Prospective, prolonged vigilance and monitoring of results are mandatory with every new technology. The secondary effects of CXL are not yet very well known. In particular, the impact of cross-linking on the penetration of eye drops needs further evaluation. We are also not yet sure about the long-term efficacy of CXL. Finally, refractive changes may occur in connection with the reorganization of collagen fibers, but they have not yet been studied extensively. This could lead us to develop strategies of refractive stromal remodeling by means of a customized CXL technique.
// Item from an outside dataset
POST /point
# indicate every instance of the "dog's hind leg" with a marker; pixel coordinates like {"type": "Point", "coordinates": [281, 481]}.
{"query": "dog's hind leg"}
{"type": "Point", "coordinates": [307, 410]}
The initial relatively empiric approach is no doubt in the process of changing into a more scientific approach. A clearer understanding of the parameters of riboflavin bioavailability and time-space distribution of UVA doses are contributing in this sense. We are gradually progressing into an era of a more modern CXL, customized case by case, based on measurable results rather than on the individual clinician’s ability or on laborious longitudinal and multiparametric follow-ups.

Technological innovation certainly plays an important role in CXL. It helps us understand the link between clinical efficacy, biomechanical implications and cell renewal, which are the fundamentals of mastering CXL. New technologies for the monitoring of riboflavin bioavailability, fibrils and corneal stiffness will probably be crucial in making the next step forward.

Disclosure: Touboul has no relevant financial disclosures.